There's a principle in physics called entropy. It says that systems naturally progress from order to disorder. Your organization's knowledge is no exception.

There's a principle in physics called entropy. It says that systems naturally progress from order to disorder. Everything tends toward chaos.

Your organization's knowledge is no exception.

Without active intervention, your documentation will get worse. Not slowly. Measurably worse. Articles will become outdated. Contradictions will accumulate. Gaps will expand. The quality will decay even if no one touches it.

This isn't a management failure. This is physics. Entropy is the default state. Order requires work.

Understanding this changes how you approach knowledge management.

Entropy in Action

I saw this play out at Microsoft. We had a comprehensive knowledge base. Well-structured. Good coverage. Then we didn't actively maintain it.

Eighteen months later: - 40% of articles hadn't been reviewed in over a year - Multiple articles contradicted each other on the same topic - Product changes had made 20% of the content outdated - New product features had no documentation at all - Search results were increasingly unreliable because the index included stale and current information side-by-side

The knowledge base hadn't been abandoned. It just hadn't been actively maintained. And entropy did its work.

The documentation didn't get worse because we stopped writing. It got worse because we stopped fighting entropy.

Why This Happens

Knowledge decays for predictable reasons:

Time moves forward, documentation doesn't. You release a product feature. Someone writes an article. Six months later, the feature changes. The article is now partially wrong. Two years later, the feature has evolved three times. The article is mostly wrong. But it still ranks in search results.

Context gets lost. Someone writes a process article. They understand the "why" deeply. Over time, that person's knowledge becomes institutional memory. When they leave, the article remains but the context is gone. New people read it and misinterpret it.

Systems change, but knowledge doesn't. You migrate to a new tool. You update some articles. Others slip through. Now you have hybrid documentation: some current, some not. Readers don't know which is which.

Duplicate knowledge accumulates. Person A writes an article about troubleshooting X. Person B, not finding it, writes their own version. Now there are two articles, slightly different, both ranking in search. Which one is current? Both? Neither?

Standards drift. Early articles were structured one way. You establish new standards. You don't retrofit the old articles because that's tedious. Over time, your knowledge base becomes a patchwork of competing formats, metadata schemes, and quality levels.

None of this requires negligence. It's just entropy. Systems tend toward disorder.

The Cost of Knowledge Entropy

Don't mistake this for a minor problem. Entropic knowledge is expensive.

Confusion costs time. Employees searching for answers find contradictory information. They spend time figuring out which is correct. Or they make decisions based on outdated information.

Trust erodes. If someone finds one article that's clearly outdated, they stop trusting the system. "Maybe this one is wrong too." The knowledge base becomes a liability instead of an asset.

New people stay slower. Onboarding takes longer when the knowledge they're learning from is fragmented and outdated. You can't scale without reliable infrastructure.
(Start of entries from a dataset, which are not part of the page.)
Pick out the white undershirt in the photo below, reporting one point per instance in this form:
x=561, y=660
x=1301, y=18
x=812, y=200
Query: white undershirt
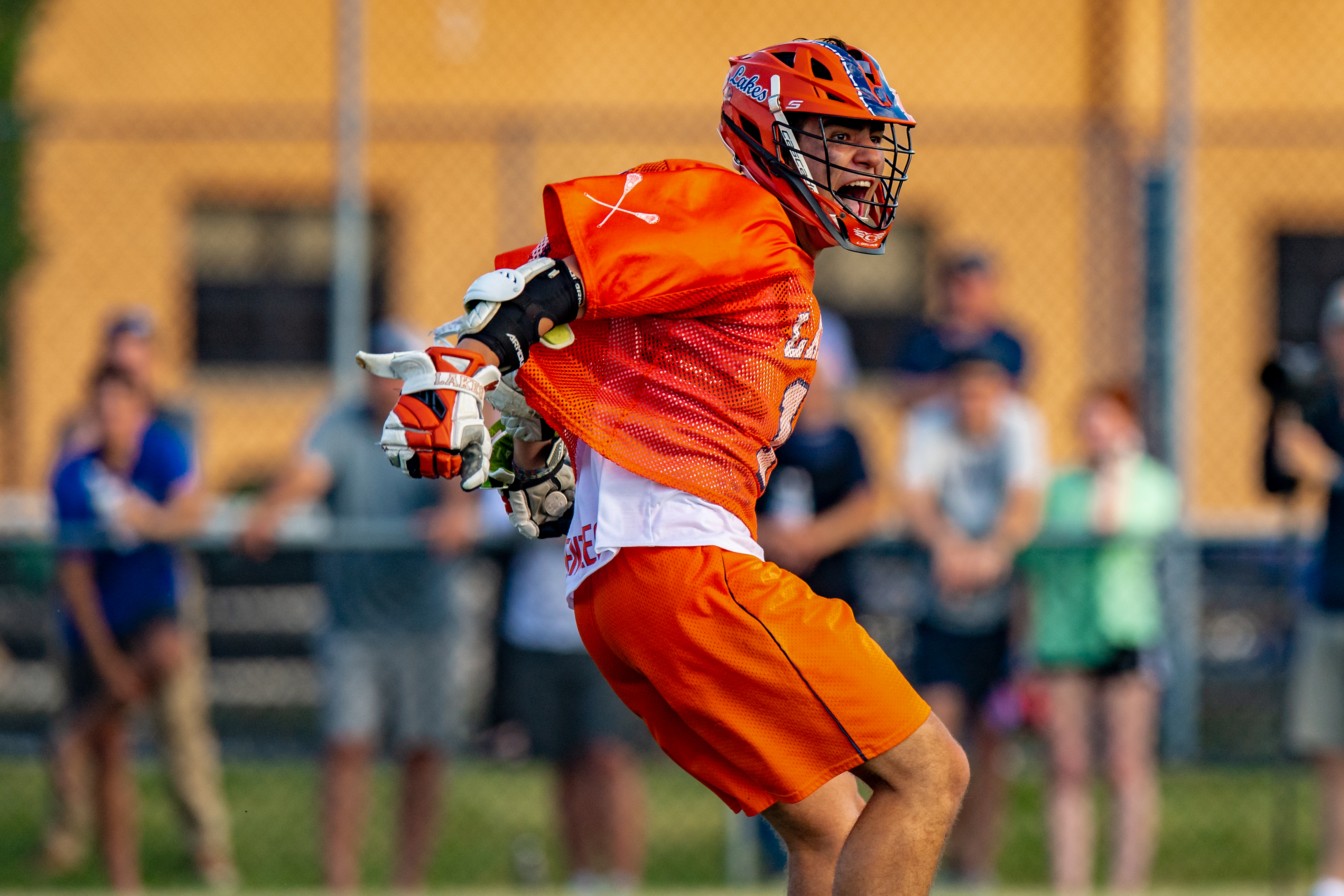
x=615, y=508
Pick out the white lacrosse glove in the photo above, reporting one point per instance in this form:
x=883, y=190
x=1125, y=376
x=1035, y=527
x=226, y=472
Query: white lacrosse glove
x=521, y=421
x=437, y=430
x=488, y=292
x=539, y=503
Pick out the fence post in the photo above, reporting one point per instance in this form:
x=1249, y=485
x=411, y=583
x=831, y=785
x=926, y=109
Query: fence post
x=1183, y=602
x=350, y=257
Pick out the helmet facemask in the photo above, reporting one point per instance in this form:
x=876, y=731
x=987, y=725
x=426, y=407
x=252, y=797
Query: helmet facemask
x=878, y=203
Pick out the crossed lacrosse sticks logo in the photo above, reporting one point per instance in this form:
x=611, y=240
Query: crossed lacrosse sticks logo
x=631, y=180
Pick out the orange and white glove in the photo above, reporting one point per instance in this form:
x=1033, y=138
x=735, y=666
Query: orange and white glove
x=437, y=430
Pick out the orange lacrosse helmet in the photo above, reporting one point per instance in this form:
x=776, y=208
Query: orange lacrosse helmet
x=768, y=101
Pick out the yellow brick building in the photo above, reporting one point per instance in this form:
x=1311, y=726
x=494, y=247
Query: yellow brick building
x=1038, y=120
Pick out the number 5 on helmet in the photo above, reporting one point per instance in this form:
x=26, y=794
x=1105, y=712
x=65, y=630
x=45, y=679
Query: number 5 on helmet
x=437, y=430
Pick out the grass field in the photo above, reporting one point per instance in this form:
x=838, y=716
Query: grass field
x=1218, y=829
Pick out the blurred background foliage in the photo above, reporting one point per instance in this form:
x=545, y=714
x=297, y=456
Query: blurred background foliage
x=15, y=17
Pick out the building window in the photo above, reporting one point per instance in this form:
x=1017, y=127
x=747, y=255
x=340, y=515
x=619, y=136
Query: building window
x=262, y=283
x=1308, y=265
x=881, y=297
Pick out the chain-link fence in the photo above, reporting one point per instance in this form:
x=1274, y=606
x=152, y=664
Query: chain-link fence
x=1150, y=227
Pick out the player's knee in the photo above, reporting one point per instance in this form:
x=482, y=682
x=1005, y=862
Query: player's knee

Decisions degrade. Organizations make decisions based on incomplete or contradictory information captured in their knowledge bases. Bad data in, bad decisions out.

Quality suffers. If your support team is working from outdated articles, they're solving problems the wrong way. If your sales team is using obsolete product information, they're misrepresenting what you sell.
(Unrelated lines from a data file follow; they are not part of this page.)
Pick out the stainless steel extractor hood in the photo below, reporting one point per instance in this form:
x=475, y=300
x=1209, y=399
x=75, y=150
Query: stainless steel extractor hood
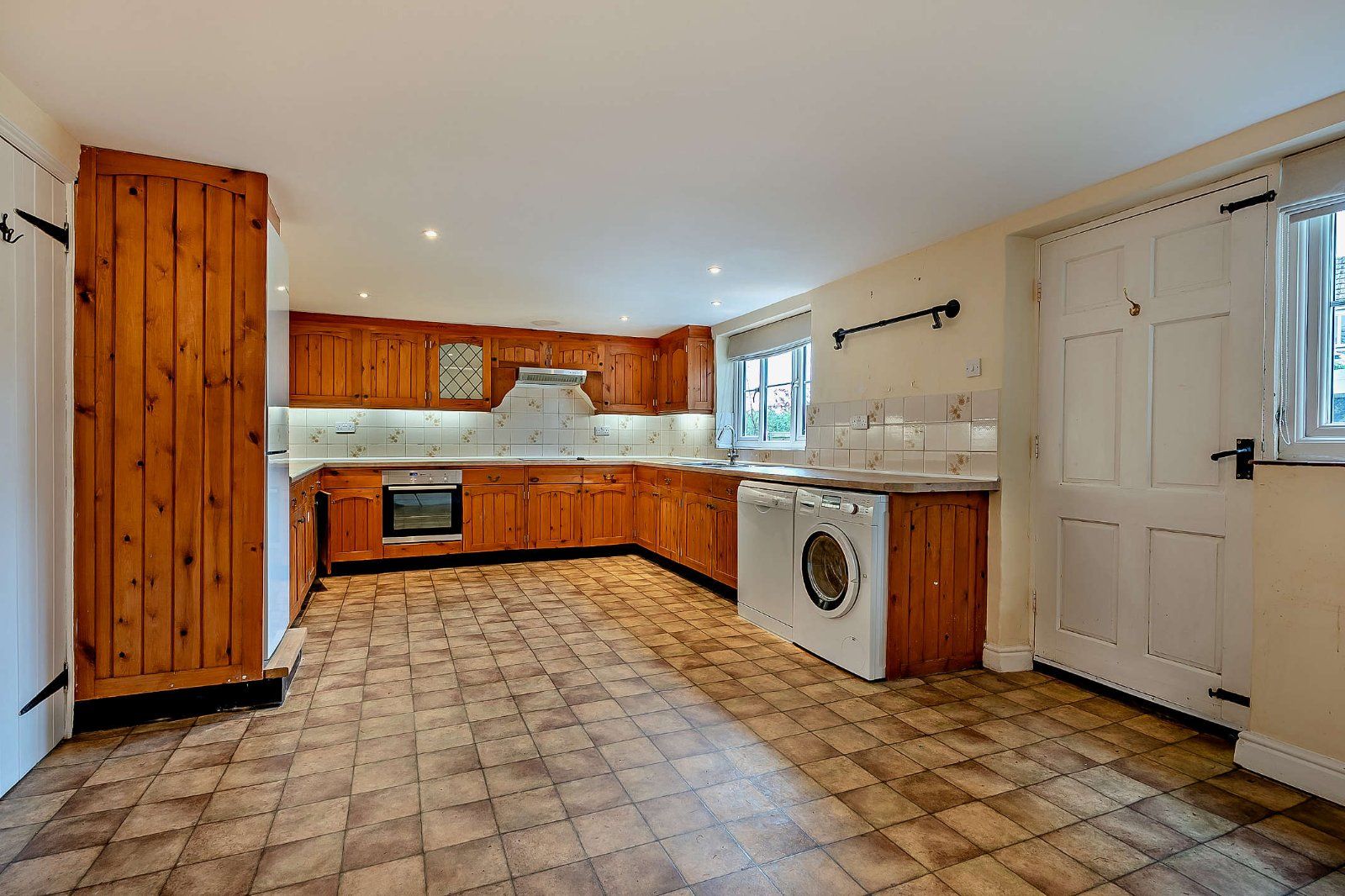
x=551, y=377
The Second Law of Thermodynamics Applied to Documentation

The second law of thermodynamics states: in a closed system, entropy always increases.

Your documentation is a closed system if you don't actively manage it. The entropy increases. Always.

The only way to fight entropy is to do work. Constantly. Systematically.

You can't do it once. You can't do it occasionally. You have to do it structurally, which means:

Build it into your processes - Articles get reviewed on a schedule (not ad-hoc) - Ownership is explicit so someone is responsible - Changes to products/processes trigger documentation updates automatically - Outdated content gets flagged and removed

Measure it - Track freshness: when was each article last reviewed? - Track accuracy: are support tickets citing outdated documentation? - Track completeness: what percentage of your systems/processes are documented? - Track utility: what's being accessed vs. what's not?

You can't fight what you don't measure. The moment you stop measuring freshness, entropy wins.

Resource it Fighting entropy costs time and attention. If you don't allocate resources (people, time, tools) to maintenance, you've already lost. This isn't optional. This is the cost of having a functional knowledge system.

The VMware Model: Entropy as a Design Constraint

At VMware, we assumed entropy from the beginning. We didn't build a knowledge system and hope it stayed good. We built a system to fight entropy structurally.

Ownership with accountability. Every piece of knowledge had an owner. That owner reviewed it quarterly. If they didn't, the system flagged it. After a year of no review, the article went into "stale" status (lower ranking, warning label).

This wasn't about blame. It was about making entropy visible and assigning someone to fight it.

Continuous feedback loops. We tracked: What's being accessed? What's being searched for but not found? What's being accessed but rated "not helpful"? These signals told us where entropy was winning.

High-traffic articles that got poor ratings? Something was outdated or wrong. We'd revisit them. Articles that never got accessed? Maybe they were redundant or badly organized. We'd consolidate or remove them.

Structured review cycles. High-traffic articles (accessed 1000+ times/month) got reviewed monthly. Medium-traffic got quarterly. Low-traffic got annual review. Articles that hadn't been reviewed in a year were automatically downranked and flagged.

This sounds bureaucratic. It wasn't. It was the minimum structural overhead required to fight entropy.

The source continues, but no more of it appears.